I Vignaioli del Vulcano Laziale

Dentro questo racconto rientra il progetto dei Vignaioli del Vulcano Laziale, che riunisce undici produttori. Accomunati dall’attenzione al suolo vulcanico, all’artigianalità, alle fermentazioni spontanee e alla salubrità del terreno. L’obiettivo è superare i confini politici dei singoli comuni dei Castelli Romani e ragionare su una geografia più ampia. Se il sottosuolo è vulcanico, il territorio viticolo dialoga oltre le denominazioni e oltre le mappe amministrative.

La degustazione diventa quindi il modo per “cercare il vulcano” nel bicchiere.

I vini in degustazione
I vini in degustazione

Il primo vino: Frascati DOCG di De Sanctis

Il percorso si apre con Abelos Frascati DOCG 2025 dell’azienda De Sanctis, con una percentuale alta di Malvasia Puntinata. Francesco De Sanctis racconta la difficoltà di lavorare quest’uva e ricorda i discorsi del nonno. La definiva più complicata rispetto alla Candia, molto più produttiva e adatta al modello quantitativo del passato.

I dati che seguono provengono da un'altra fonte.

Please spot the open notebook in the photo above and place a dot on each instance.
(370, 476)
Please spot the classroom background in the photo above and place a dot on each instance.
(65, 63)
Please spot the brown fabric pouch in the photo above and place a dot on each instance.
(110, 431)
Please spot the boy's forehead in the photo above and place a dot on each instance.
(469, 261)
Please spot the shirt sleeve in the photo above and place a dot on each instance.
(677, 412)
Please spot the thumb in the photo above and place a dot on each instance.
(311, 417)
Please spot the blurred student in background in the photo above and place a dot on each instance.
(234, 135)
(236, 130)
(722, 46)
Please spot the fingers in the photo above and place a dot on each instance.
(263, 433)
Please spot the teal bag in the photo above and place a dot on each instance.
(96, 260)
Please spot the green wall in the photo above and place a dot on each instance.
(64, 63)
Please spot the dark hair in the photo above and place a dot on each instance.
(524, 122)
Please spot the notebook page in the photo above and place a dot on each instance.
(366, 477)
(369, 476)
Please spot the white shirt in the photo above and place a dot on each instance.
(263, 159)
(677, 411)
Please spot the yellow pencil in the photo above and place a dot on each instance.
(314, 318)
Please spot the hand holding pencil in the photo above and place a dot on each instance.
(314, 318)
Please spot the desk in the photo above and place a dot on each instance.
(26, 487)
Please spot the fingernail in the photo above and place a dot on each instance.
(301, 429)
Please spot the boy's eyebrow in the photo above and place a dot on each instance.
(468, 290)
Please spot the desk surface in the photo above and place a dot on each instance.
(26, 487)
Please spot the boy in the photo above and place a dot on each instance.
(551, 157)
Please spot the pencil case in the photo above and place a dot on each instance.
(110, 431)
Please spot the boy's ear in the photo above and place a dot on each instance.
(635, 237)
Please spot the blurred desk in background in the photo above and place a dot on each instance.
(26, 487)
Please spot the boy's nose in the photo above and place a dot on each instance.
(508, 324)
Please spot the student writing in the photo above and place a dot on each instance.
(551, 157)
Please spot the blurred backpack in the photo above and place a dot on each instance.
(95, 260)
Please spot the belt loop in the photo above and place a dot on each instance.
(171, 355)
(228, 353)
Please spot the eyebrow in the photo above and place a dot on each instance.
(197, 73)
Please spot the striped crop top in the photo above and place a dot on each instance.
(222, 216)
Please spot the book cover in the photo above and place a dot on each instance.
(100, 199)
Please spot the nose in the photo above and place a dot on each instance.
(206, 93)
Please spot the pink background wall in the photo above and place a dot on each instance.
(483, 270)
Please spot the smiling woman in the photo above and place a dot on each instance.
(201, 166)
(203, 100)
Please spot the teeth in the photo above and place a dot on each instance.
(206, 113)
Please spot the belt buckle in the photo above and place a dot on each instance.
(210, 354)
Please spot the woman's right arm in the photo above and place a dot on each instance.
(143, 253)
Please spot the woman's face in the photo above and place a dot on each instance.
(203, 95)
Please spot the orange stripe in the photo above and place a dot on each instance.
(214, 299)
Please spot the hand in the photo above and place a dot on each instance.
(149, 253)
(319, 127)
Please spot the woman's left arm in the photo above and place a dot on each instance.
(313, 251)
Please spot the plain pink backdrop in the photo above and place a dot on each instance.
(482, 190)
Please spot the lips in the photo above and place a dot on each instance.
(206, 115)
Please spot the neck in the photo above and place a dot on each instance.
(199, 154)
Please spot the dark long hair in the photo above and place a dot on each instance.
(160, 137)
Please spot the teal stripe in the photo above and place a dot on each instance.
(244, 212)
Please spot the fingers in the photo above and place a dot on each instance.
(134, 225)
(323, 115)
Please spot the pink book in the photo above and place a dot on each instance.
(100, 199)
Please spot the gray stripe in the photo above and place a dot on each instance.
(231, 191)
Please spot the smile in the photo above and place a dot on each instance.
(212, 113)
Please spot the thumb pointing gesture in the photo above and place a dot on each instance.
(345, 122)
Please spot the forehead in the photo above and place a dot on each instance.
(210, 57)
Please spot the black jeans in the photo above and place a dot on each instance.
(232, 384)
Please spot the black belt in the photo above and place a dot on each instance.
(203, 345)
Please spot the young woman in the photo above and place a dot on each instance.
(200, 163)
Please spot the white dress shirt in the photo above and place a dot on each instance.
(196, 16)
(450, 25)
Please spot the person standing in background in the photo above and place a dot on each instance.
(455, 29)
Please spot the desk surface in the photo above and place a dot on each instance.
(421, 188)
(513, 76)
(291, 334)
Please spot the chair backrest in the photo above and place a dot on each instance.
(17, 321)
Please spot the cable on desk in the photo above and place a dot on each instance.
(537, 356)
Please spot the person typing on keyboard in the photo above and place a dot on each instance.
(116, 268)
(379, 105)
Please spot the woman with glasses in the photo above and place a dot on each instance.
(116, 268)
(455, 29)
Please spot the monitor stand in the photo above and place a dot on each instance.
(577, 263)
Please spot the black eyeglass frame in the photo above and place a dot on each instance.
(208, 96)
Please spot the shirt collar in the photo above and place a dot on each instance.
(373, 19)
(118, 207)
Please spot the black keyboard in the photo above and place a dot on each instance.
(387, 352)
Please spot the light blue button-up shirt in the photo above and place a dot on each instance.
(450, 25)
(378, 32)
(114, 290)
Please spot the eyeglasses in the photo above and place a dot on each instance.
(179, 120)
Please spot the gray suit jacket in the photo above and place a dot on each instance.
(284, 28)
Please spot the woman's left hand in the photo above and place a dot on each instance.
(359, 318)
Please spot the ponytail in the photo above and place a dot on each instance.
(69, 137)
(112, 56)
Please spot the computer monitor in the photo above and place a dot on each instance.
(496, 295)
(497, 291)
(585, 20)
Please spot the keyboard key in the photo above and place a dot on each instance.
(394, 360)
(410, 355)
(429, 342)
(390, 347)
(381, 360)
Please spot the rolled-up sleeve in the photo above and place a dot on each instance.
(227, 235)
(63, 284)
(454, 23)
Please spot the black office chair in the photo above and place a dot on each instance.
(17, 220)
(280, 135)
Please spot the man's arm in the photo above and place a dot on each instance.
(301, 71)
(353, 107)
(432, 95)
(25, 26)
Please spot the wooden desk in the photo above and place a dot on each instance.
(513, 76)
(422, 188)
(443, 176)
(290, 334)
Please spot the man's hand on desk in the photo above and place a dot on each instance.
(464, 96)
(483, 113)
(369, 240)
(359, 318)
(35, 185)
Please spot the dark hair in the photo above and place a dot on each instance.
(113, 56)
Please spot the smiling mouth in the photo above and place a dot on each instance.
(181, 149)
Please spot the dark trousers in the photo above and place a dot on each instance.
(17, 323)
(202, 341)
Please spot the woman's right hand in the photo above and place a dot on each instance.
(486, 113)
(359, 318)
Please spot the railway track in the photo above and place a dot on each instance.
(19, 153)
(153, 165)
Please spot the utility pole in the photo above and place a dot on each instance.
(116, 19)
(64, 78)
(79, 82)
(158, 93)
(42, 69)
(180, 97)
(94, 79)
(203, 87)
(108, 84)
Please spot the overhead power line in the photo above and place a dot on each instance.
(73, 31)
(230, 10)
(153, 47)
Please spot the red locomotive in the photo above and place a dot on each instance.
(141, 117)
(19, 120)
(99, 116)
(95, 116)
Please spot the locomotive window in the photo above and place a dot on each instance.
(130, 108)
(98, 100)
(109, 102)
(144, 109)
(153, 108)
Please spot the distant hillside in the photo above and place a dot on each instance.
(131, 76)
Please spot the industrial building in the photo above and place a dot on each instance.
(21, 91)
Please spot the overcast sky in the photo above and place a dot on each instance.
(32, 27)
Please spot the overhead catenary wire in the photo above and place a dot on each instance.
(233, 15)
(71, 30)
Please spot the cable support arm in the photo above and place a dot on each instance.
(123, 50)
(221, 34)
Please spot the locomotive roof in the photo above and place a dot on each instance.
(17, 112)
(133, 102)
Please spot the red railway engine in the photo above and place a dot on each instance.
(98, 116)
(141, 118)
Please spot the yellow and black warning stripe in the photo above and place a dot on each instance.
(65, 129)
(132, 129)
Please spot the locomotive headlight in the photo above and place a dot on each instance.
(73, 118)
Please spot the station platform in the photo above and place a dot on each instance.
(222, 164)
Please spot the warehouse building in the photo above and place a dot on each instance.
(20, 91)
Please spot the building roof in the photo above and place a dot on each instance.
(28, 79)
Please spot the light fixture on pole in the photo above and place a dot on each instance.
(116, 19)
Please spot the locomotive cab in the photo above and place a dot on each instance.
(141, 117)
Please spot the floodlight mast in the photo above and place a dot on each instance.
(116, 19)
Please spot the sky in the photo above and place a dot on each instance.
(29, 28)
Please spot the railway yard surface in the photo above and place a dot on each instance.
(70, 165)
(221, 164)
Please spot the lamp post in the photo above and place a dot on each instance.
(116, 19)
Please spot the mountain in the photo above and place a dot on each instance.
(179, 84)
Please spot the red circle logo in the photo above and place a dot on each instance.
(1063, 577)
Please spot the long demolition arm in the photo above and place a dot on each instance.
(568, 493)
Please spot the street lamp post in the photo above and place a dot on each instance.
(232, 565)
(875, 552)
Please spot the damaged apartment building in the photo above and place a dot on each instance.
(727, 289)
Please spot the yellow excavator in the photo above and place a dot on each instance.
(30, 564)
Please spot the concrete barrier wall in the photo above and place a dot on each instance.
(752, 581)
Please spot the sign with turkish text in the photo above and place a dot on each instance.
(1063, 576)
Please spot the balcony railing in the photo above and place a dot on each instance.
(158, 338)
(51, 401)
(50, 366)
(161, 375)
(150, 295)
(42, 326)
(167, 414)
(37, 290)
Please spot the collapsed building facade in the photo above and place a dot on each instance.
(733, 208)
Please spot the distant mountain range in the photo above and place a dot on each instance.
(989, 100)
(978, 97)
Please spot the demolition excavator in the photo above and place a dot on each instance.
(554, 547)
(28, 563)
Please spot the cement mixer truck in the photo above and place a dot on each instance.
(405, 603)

Oggi l’azienda ha scelto una direzione diversa: circa dieci ettari acquistati, sette dei quali impiantati a Malvasia Puntinata. Il blend indicato è Malvasia Puntinata e Bombino Bianco. De Sanctis parla anche del Movimento Turismo del Vino, rilanciato con una ventina di aziende iscritte. Sottolinea quanto l’enoturismo sia fondamentale per far conoscere non solo il vino, ma le persone, le famiglie e i territori dietro ogni bottiglia.

Nel calice il Frascati mostra frutta matura, fiori gialli, una lieve aromaticità e una giovinezza ancora citrina, limonosa, di scorza. In bocca emerge la freschezza, la sapidità, l’asciugatura centrale della lingua, quella sensazione indicata come traccia della vulcanicità. È un vino giovane, ma viene ricordato che questi vini possono evolvere: con il tempo sviluppano note di pietra focaia, anice stellato e maggiore complessità.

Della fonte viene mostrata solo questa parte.